12-apply-custom-firewall-rules

  1. Now, you can check the list of the currently operating firewall rules for your container by executing the following command:

sudo jem firewall list {table} {options}

Here:

  • {table} - specifies the target iptable (filter, nat, mangle, raw)
  • {options} - lists iptable parameters, which should be applied

13-view-all-firewall-rules

Your custom rule is placed after the default ones, denying access to your node from the 111.111.111.111 IP address.

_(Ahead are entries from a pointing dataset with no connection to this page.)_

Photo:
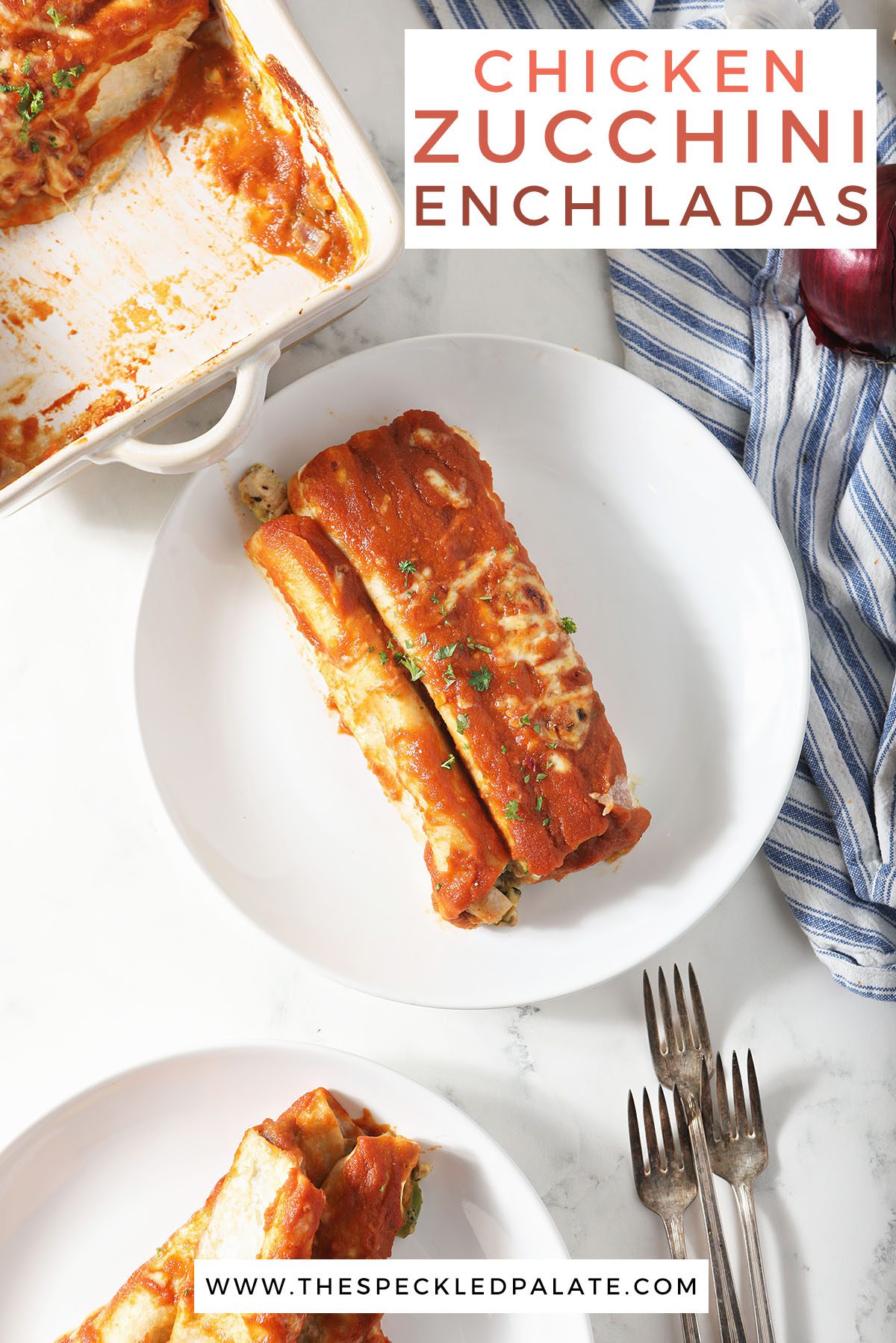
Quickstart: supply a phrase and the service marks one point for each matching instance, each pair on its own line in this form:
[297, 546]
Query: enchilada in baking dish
[80, 79]
[81, 84]
[234, 166]
[312, 1183]
[452, 621]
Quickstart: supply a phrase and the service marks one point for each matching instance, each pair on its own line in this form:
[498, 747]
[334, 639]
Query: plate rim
[92, 1094]
[765, 521]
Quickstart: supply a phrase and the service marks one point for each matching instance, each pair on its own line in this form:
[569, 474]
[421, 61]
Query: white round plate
[689, 617]
[87, 1193]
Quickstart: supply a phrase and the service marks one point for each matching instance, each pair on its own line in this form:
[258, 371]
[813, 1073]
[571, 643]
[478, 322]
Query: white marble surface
[116, 950]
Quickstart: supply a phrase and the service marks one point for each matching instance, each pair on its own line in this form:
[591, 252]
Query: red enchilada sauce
[249, 153]
[290, 210]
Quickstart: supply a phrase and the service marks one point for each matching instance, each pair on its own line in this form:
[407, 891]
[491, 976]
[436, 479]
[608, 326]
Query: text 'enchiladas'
[448, 658]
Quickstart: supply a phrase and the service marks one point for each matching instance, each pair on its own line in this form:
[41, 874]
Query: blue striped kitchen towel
[722, 332]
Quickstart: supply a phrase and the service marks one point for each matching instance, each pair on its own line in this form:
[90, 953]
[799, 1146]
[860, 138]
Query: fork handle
[747, 1209]
[729, 1319]
[676, 1236]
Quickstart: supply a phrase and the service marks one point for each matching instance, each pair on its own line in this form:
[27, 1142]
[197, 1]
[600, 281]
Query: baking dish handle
[218, 442]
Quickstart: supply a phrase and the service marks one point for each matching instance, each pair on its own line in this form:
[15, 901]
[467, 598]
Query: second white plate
[89, 1191]
[689, 617]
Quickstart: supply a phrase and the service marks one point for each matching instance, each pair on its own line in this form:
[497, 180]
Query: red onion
[850, 296]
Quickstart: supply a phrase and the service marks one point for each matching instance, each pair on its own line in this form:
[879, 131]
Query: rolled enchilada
[312, 1182]
[413, 509]
[373, 681]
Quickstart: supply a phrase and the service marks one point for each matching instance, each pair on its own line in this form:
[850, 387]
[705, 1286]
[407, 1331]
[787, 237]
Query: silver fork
[679, 1058]
[738, 1154]
[665, 1185]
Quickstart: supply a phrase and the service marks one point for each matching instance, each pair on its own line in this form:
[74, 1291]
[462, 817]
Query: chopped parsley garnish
[411, 665]
[66, 78]
[408, 567]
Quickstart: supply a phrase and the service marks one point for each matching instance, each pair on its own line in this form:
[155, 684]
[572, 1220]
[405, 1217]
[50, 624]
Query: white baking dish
[153, 292]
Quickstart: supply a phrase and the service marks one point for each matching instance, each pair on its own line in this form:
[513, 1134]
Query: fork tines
[688, 1033]
[719, 1123]
[662, 1176]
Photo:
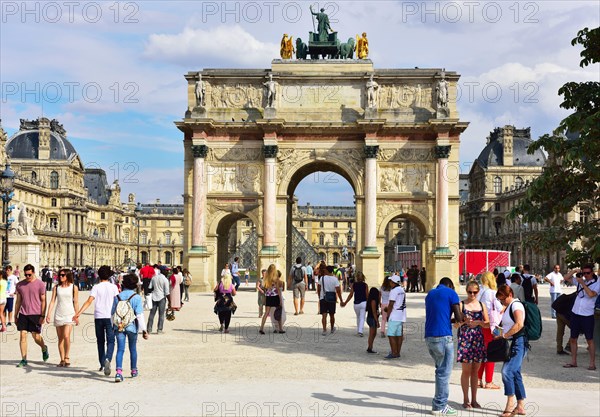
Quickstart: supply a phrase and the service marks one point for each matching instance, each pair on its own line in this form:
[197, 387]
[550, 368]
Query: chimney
[507, 141]
[44, 145]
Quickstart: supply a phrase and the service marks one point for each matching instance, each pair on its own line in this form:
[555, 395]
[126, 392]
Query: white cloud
[222, 43]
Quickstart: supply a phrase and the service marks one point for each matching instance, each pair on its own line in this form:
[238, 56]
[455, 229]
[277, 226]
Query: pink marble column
[199, 199]
[269, 196]
[371, 197]
[441, 200]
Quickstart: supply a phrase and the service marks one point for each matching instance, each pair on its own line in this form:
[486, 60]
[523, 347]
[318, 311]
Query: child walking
[128, 330]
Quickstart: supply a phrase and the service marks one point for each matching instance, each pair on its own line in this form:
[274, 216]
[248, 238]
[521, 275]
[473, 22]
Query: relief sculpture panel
[245, 178]
[407, 179]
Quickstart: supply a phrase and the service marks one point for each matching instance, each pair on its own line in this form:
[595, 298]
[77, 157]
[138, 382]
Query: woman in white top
[65, 296]
[386, 287]
[487, 296]
[513, 321]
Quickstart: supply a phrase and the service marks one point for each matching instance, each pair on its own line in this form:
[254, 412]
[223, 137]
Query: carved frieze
[404, 96]
[407, 179]
[243, 178]
[405, 155]
[234, 154]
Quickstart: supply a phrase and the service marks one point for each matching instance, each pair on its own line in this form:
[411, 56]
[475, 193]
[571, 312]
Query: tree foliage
[571, 179]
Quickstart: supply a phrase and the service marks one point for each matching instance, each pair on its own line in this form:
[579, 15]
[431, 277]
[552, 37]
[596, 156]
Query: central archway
[330, 248]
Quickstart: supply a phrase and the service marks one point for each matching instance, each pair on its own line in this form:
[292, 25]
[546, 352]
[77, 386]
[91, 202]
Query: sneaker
[106, 367]
[446, 411]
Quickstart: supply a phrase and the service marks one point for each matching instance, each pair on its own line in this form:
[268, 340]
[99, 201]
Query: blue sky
[112, 72]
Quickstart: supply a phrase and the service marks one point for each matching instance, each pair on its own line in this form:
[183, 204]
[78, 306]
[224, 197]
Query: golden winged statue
[362, 46]
[287, 48]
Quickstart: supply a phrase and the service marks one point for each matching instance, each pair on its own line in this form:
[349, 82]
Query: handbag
[564, 304]
[498, 350]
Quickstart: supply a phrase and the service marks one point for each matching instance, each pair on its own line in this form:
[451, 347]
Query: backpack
[527, 287]
[532, 328]
[124, 314]
[298, 274]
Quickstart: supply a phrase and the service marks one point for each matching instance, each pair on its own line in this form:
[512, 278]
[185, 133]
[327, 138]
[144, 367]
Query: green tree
[571, 179]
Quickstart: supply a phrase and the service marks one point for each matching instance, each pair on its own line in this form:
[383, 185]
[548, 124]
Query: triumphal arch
[251, 135]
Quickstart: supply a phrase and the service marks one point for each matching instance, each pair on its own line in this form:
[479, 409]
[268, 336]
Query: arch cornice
[346, 162]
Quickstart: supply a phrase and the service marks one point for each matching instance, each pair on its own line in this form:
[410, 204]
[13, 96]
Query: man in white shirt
[554, 278]
[103, 294]
[582, 314]
[397, 316]
[329, 290]
[160, 290]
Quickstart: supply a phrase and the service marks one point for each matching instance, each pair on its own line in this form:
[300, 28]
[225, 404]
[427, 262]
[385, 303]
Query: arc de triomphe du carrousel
[251, 135]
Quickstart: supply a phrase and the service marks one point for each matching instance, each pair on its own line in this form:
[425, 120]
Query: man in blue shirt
[235, 273]
[440, 304]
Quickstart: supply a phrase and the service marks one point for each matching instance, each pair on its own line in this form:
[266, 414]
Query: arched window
[54, 180]
[518, 182]
[497, 185]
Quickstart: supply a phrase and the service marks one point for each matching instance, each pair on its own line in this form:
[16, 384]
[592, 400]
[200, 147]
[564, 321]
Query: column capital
[371, 151]
[270, 151]
[199, 151]
[442, 152]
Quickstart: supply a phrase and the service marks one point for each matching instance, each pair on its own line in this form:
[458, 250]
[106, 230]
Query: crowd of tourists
[501, 309]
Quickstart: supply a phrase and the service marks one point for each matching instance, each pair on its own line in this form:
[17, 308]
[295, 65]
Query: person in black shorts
[30, 312]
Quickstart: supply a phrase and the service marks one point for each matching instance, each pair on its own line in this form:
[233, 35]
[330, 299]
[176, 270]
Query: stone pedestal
[270, 113]
[202, 278]
[199, 112]
[371, 113]
[23, 250]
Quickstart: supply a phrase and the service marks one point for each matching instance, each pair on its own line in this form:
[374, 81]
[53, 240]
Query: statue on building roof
[323, 26]
[287, 48]
[362, 46]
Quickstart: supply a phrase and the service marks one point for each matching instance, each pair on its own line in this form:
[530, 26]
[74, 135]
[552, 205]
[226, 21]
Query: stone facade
[396, 151]
[77, 217]
[497, 182]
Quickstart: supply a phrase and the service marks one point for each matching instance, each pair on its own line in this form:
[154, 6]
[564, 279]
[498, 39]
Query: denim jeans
[104, 334]
[131, 337]
[160, 306]
[511, 371]
[553, 296]
[441, 350]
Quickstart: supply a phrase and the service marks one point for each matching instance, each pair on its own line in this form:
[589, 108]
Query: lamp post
[465, 236]
[7, 181]
[137, 211]
[350, 242]
[173, 263]
[95, 245]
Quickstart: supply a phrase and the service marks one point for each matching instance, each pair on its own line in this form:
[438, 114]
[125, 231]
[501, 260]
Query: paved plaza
[192, 369]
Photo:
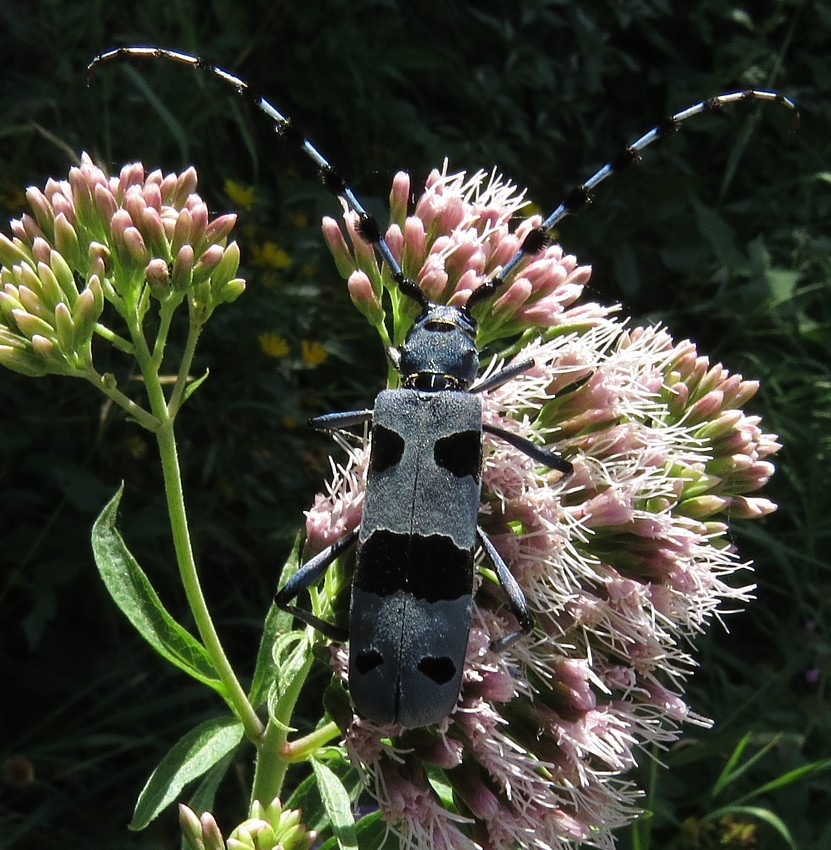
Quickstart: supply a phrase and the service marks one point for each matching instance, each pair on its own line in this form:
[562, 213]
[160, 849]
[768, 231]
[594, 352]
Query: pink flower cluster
[621, 562]
[94, 239]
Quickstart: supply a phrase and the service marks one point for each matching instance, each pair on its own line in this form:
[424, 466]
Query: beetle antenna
[580, 196]
[368, 226]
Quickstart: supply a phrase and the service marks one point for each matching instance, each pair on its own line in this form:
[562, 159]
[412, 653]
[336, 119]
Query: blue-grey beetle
[412, 591]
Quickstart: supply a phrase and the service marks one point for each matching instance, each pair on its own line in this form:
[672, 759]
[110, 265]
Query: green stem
[181, 539]
[302, 748]
[107, 385]
[273, 748]
[114, 339]
[178, 394]
[193, 589]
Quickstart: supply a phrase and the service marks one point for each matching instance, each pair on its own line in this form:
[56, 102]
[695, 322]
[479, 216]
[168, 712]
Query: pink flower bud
[183, 268]
[364, 297]
[183, 232]
[399, 197]
[341, 254]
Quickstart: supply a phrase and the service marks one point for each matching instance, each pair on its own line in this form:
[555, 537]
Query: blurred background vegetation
[721, 233]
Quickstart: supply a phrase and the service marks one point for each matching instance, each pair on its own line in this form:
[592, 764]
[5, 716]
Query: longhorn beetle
[412, 591]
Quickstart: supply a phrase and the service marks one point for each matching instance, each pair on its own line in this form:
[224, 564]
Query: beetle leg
[516, 598]
[305, 577]
[501, 377]
[543, 456]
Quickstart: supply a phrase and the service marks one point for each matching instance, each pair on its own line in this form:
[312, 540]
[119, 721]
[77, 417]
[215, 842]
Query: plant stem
[107, 386]
[178, 393]
[272, 750]
[306, 746]
[193, 589]
[165, 437]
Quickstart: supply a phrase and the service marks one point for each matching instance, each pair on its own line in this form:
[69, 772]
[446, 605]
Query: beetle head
[440, 350]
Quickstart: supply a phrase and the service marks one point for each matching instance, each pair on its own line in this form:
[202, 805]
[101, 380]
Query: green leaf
[307, 795]
[337, 804]
[788, 778]
[131, 589]
[191, 757]
[193, 386]
[764, 815]
[293, 657]
[372, 832]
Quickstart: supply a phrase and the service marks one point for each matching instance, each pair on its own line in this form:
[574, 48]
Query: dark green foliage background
[722, 233]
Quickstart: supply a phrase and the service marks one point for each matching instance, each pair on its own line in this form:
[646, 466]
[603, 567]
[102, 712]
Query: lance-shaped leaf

Setting Rules via Platform API

In some cases (e.g. for custom scripts, automatizations, etc.), you may need to configure firewall rules through the code. To do this, you can use the appropriate methods from the environment > Security section in the platform API documentation:

  • AddRule - creates a new rule
  • AddRules - adds several rules
  • EditRule - changes parameters of an existing rule
  • GetRules - shows a list of rules for the environment
  • RemoveRule - deletes a rule
  • RemoveRules - removes several rules
  • SetFirewallEnabled - switches on the firewall
  • SetRuleEnabled - enables an existing rule
  • SetRules - replaces existing rules

This way, managing your Сontainer Firewall allows you to control the availability of nodes on your account effectively and to increase applications security significantly (by filtering desired and undesired connections).